A catastrophic event such as increased volcanism may have contributed to massive extinction event (Photo: National Park Service)

A catastrophic event such as increased volcanism may have contributed to massive extinction event (Photo: National Park Service)

More than 250 million years ago, most life on Earth was wiped out by a catastrophic event called the Permian–Triassic extinction. New research suggests it took our planet 10 million years to recover from what is now known as “The Great Dying.”

The Great Dying took place millions of years earlier than the Cretaceous-Tertiary extinction, which killed off the dinosaurs 65 million years ago. It was also much more devastating, destroying 90 percent of all plants and animals.

Scientists theorize a “perfect storm” of conditions – global-warming, acid rain, ocean acidification and ocean anoxia (loss of oxygen) – followed by a catastrophic event such as increased volcanism, contributed to Earth’s most dramatic and devastating biological crisis.

For some time now, they’ve debated how quickly life on Earth bounced back from this mass extinction. A new article in Nature Geoscience puts that number at 10 million years.

Artist rendering of the "Great Dying" in which 90% of all marine species are thought to have perished. (Image: Lunar and Planetary Institute)

Artist rendering of The Great Dying in which 90 percent of all marine species are thought to have perished. (Image: Lunar and Planetary Institute)

So why did it take our planet so long to recover from this devastating loss of life? Why didn’t life just “bounce back?”

The sheer intensity of this crisis, coupled with the bleak conditions which remained on Earth after that first devastating surge of extinction, are the reasons for the delay, according to the report authors.

These bleak conditions continued, in bursts, for some five-to-six million years after the initial calamity, triggering repeated environmental crises.
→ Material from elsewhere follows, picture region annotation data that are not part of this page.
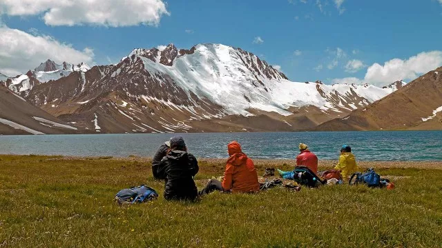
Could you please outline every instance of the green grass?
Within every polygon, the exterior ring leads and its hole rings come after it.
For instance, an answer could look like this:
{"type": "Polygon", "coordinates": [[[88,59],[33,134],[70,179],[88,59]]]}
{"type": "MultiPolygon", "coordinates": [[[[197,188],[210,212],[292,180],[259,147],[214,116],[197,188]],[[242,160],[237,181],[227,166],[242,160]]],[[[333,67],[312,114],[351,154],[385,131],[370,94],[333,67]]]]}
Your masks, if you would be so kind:
{"type": "MultiPolygon", "coordinates": [[[[410,176],[396,180],[394,190],[278,188],[183,203],[163,199],[150,163],[106,158],[0,156],[0,247],[442,245],[442,170],[377,169],[410,176]],[[113,203],[119,190],[140,184],[160,198],[113,203]]],[[[259,174],[265,166],[257,165],[259,174]]],[[[223,167],[201,163],[196,179],[220,176],[223,167]]]]}

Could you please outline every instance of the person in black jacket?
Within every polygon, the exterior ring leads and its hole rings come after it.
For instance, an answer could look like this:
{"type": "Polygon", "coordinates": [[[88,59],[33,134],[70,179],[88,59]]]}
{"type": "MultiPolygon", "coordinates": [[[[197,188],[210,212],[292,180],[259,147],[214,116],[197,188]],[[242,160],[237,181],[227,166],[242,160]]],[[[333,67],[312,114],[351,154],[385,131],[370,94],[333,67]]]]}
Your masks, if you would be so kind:
{"type": "Polygon", "coordinates": [[[153,155],[152,158],[152,174],[153,178],[157,180],[166,179],[164,175],[164,167],[160,166],[161,160],[167,155],[167,152],[171,148],[171,142],[166,141],[164,144],[161,145],[157,152],[153,155]]]}
{"type": "Polygon", "coordinates": [[[182,137],[171,138],[171,149],[163,158],[160,167],[164,167],[166,200],[196,199],[198,192],[193,176],[198,173],[196,158],[187,153],[187,147],[182,137]]]}

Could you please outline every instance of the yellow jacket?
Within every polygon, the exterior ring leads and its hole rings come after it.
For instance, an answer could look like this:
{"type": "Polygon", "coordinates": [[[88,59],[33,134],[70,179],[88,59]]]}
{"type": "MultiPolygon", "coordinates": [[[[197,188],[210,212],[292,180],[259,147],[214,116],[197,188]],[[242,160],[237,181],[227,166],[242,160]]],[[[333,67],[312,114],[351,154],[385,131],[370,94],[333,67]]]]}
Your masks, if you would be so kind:
{"type": "Polygon", "coordinates": [[[344,182],[347,182],[348,177],[359,169],[354,155],[351,152],[343,152],[339,156],[339,163],[334,169],[341,171],[344,182]]]}

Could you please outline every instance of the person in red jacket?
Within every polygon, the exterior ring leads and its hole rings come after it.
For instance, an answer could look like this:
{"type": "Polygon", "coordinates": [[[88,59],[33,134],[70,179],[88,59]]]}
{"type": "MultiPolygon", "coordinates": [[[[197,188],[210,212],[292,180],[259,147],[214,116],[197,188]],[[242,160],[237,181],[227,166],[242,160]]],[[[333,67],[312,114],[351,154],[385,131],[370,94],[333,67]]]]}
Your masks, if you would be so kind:
{"type": "Polygon", "coordinates": [[[200,192],[200,196],[215,190],[233,193],[258,192],[260,190],[253,162],[242,152],[241,145],[236,141],[232,141],[227,148],[230,157],[226,163],[222,183],[211,179],[200,192]]]}
{"type": "MultiPolygon", "coordinates": [[[[309,147],[300,143],[299,144],[300,154],[296,156],[296,166],[305,166],[315,174],[318,173],[318,157],[313,152],[309,150],[309,147]]],[[[278,169],[279,174],[284,177],[292,172],[283,172],[278,169]]]]}

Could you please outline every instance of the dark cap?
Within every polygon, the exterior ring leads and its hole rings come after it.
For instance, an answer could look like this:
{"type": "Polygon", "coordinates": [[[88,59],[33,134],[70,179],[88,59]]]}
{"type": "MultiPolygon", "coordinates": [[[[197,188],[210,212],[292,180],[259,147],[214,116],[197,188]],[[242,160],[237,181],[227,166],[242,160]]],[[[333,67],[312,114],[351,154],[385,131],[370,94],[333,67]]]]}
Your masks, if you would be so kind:
{"type": "Polygon", "coordinates": [[[184,148],[186,147],[184,139],[180,136],[171,138],[171,148],[184,148]]]}

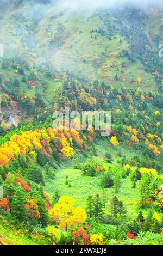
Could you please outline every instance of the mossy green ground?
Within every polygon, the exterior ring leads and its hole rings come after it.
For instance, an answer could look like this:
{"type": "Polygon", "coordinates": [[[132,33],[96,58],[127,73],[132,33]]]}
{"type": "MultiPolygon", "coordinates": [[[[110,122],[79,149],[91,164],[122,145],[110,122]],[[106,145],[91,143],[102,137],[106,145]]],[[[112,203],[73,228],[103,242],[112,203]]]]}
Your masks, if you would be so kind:
{"type": "MultiPolygon", "coordinates": [[[[112,154],[114,161],[111,165],[118,165],[117,161],[121,159],[123,155],[126,155],[130,158],[139,154],[139,151],[134,150],[131,153],[127,146],[119,146],[118,147],[109,147],[109,140],[108,139],[97,139],[95,144],[97,154],[93,158],[97,161],[105,163],[106,165],[109,165],[105,162],[104,155],[106,152],[109,150],[112,154]],[[121,156],[118,155],[120,149],[121,156]]],[[[89,155],[85,158],[80,158],[80,155],[78,155],[79,162],[85,162],[89,160],[89,155]]],[[[102,175],[98,175],[96,177],[90,177],[82,175],[81,170],[74,169],[72,166],[72,163],[69,161],[69,168],[65,168],[61,167],[55,172],[55,180],[46,180],[45,190],[50,198],[56,190],[59,192],[60,196],[67,195],[73,197],[76,202],[76,205],[86,208],[86,199],[89,195],[93,195],[99,193],[103,197],[104,192],[105,197],[106,197],[108,201],[108,205],[106,204],[106,212],[109,207],[109,200],[114,196],[112,188],[103,189],[99,185],[99,181],[102,175]],[[69,183],[71,186],[66,185],[66,177],[68,176],[69,183]]],[[[121,188],[116,196],[119,199],[122,200],[126,207],[128,212],[128,218],[129,220],[134,220],[137,214],[136,209],[137,202],[140,200],[140,195],[137,188],[131,187],[131,182],[129,178],[123,179],[121,188]]]]}

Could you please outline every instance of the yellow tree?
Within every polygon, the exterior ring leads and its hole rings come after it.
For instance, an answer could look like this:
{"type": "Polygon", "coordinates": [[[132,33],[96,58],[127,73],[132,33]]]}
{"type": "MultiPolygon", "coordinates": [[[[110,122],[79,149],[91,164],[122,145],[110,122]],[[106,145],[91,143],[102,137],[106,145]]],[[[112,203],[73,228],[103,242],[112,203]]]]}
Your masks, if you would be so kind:
{"type": "Polygon", "coordinates": [[[73,197],[64,196],[49,210],[50,217],[58,223],[59,228],[67,231],[71,225],[77,222],[83,222],[86,219],[85,210],[82,207],[74,207],[74,204],[73,197]]]}
{"type": "Polygon", "coordinates": [[[118,140],[117,139],[117,137],[116,136],[112,136],[111,138],[111,139],[110,140],[111,143],[112,145],[114,146],[118,146],[119,145],[119,142],[118,142],[118,140]]]}

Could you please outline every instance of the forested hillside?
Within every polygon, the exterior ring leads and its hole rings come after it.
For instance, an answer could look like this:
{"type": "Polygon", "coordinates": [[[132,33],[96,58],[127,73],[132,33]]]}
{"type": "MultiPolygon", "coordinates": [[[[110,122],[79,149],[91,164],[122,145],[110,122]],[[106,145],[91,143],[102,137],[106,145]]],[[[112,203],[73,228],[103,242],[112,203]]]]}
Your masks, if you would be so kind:
{"type": "Polygon", "coordinates": [[[78,4],[0,1],[0,244],[162,245],[162,10],[78,4]]]}

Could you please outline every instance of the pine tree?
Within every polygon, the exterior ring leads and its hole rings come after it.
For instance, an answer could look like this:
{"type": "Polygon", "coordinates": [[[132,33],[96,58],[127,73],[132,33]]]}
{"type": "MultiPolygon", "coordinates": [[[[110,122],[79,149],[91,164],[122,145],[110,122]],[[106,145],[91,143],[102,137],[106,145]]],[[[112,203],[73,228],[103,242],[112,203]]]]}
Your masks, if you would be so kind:
{"type": "Polygon", "coordinates": [[[150,231],[154,233],[159,233],[160,231],[160,227],[159,221],[155,218],[153,218],[151,223],[150,231]]]}
{"type": "Polygon", "coordinates": [[[86,200],[86,213],[89,218],[91,218],[93,215],[93,200],[92,196],[89,196],[86,200]]]}
{"type": "Polygon", "coordinates": [[[3,184],[3,179],[2,179],[2,177],[1,176],[1,175],[0,174],[0,186],[2,186],[2,184],[3,184]]]}
{"type": "Polygon", "coordinates": [[[145,222],[145,231],[149,231],[151,229],[152,219],[153,214],[151,210],[148,211],[147,218],[145,222]]]}
{"type": "Polygon", "coordinates": [[[103,174],[100,184],[105,188],[108,188],[113,185],[113,179],[109,172],[103,174]]]}
{"type": "Polygon", "coordinates": [[[57,203],[58,202],[59,198],[60,197],[59,197],[58,191],[55,190],[54,194],[53,194],[52,199],[51,205],[52,207],[54,206],[54,204],[57,204],[57,203]]]}
{"type": "Polygon", "coordinates": [[[25,220],[27,216],[26,205],[27,199],[24,190],[18,188],[11,203],[11,213],[20,220],[25,220]]]}
{"type": "Polygon", "coordinates": [[[116,175],[114,180],[113,187],[115,193],[118,193],[121,186],[121,180],[118,175],[116,175]]]}
{"type": "Polygon", "coordinates": [[[95,218],[100,218],[103,214],[103,204],[98,194],[96,194],[93,199],[93,212],[95,218]]]}
{"type": "Polygon", "coordinates": [[[37,198],[37,204],[40,214],[40,222],[43,226],[46,226],[48,221],[48,211],[45,208],[45,203],[41,197],[37,198]]]}
{"type": "Polygon", "coordinates": [[[143,223],[145,219],[143,217],[143,213],[142,211],[139,211],[137,217],[137,221],[140,223],[143,223]]]}

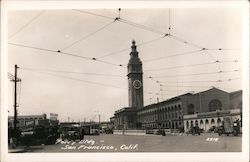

“Life seemed to be getting back to normal when another crisis hit and set it back again,” said Michael Benton, one of the report authors who is a professor at England’s University of Bristol. “The carbon crises were repeated many times and then, finally, conditions became normal again after five million years or so.”

Map of the world around the time of the Great Dying (Image: Dr. Ron Blakey via Wikimedia Commons)

Map of the world around the time of the Great Dying (Image: Dr. Ron Blakey via Wikimedia Commons)

While certain groups of marine and land animals recovered quickly to a certain point, they suffered continual setbacks with each of these bursts of dire conditions following the initial crisis because, according to the researchers, their permanent ecosystems were not firmly established.

But after the waves of environmental devastation began to wane, not only did life return to Earth, but much more complex ecosystems were formed, allowing for much more sophisticated life forms which eventually led to human life.

“We often see mass extinctions as entirely negative but in this most devastating case, life did recover, after many millions of years, and new groups emerged,” Benton said. “The event had re-set evolution. However, the causes of the killing – global warming, acid rain, ocean acidification – sound eerily familiar to us today. Perhaps we can learn something from these ancient events.”